Mr Fowles, considered a master of multi-layered storytelling and ambiguous fate, died on Saturday, said a spokeswoman for his publishers, Jonathan Cape.He had been unwell for several years following a stroke in 1988.

Mr Fowles was born in Leigh-on-Sea, in Essex, the son of a tobacconist and a school teacher. He loathed his suburban background and once said that he had spent the rest of life trying to escape. After winning a place at Bedford School he went on to Oxford to study French, before becoming a teacher. He worked in schools in France and Greece before writing his first book, The Collector, in just four weeks, Times Online reports.

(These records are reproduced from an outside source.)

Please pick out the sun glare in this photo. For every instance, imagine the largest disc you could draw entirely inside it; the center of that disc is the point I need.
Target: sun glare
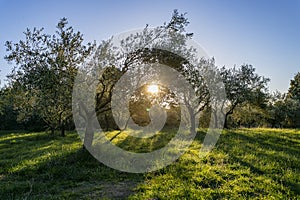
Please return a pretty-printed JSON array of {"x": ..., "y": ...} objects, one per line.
[{"x": 153, "y": 89}]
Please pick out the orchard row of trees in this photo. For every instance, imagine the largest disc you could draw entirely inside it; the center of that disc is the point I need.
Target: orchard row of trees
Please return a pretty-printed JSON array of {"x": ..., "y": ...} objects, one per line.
[{"x": 38, "y": 95}]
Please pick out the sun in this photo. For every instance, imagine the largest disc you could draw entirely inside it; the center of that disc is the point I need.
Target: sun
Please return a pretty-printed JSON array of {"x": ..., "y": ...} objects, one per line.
[{"x": 153, "y": 89}]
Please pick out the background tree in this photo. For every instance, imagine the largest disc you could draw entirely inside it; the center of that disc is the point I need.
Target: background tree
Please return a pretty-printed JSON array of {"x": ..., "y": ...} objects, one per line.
[
  {"x": 293, "y": 100},
  {"x": 242, "y": 85},
  {"x": 44, "y": 72}
]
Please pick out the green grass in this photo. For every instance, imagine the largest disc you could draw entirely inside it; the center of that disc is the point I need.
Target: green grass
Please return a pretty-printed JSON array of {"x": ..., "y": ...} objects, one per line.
[{"x": 245, "y": 164}]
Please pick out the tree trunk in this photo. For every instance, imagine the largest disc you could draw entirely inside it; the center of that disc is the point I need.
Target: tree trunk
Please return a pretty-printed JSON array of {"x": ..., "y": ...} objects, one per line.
[
  {"x": 52, "y": 130},
  {"x": 193, "y": 123},
  {"x": 89, "y": 135},
  {"x": 225, "y": 121},
  {"x": 62, "y": 130}
]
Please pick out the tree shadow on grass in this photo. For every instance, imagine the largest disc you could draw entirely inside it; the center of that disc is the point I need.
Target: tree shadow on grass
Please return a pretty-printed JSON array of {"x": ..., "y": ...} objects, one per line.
[
  {"x": 65, "y": 174},
  {"x": 270, "y": 155}
]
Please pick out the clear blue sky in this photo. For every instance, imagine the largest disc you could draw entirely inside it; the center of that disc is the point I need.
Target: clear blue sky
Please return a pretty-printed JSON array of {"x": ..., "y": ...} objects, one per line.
[{"x": 264, "y": 33}]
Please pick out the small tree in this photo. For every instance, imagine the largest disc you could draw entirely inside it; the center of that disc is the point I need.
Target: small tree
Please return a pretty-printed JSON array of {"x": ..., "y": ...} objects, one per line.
[{"x": 242, "y": 85}]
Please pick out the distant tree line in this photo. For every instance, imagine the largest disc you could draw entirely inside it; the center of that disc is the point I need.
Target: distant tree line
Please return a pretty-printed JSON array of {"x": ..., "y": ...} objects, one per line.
[{"x": 38, "y": 95}]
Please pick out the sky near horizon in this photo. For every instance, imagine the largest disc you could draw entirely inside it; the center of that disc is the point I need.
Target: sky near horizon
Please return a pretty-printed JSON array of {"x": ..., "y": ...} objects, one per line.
[{"x": 264, "y": 33}]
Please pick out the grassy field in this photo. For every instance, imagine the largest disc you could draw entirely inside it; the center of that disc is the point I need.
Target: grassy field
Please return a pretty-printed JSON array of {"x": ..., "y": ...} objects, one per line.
[{"x": 245, "y": 164}]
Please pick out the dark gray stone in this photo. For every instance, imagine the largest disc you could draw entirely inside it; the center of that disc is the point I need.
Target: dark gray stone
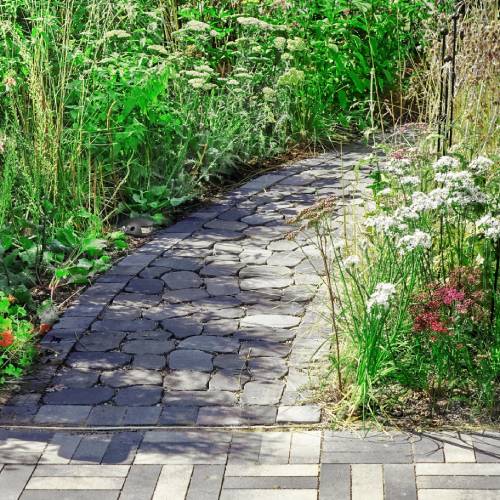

The book - the story of a lonely city clerk who wins the pools - was released in 1963 and was an overnight success, paving the way for a full-time writing career.

Two years later The Magus followed, a part-autobiographical account of an Oxford graduate who moves to a Greek island and becomes drawn into a psychological 'godgame'. Complex and disturbing, it became a cult best-seller in the US.

The French Lieutenant's Woman, a Victorian pastiche of a scandalous love affair between an aristocrat and the outcast lover of a French officer, was turned into an Oscar-nominated film starring Jeremy Irons and Meryl Streep in 1981. The novel was first published in 1969. It was seen as a new kind of writing, a historical novel, with layers of truth, fantasy and self-awareness.

His other novels were"Daniel Martin" (1977), "Mantissa" (1982) and "A Maggot" (1985). He also produced a short story collection, poetry and works of non-fiction.

Fowles died at his home in Lyme Regis, Dorset on Saturday after battling a long illness, BBC News reports. A.M.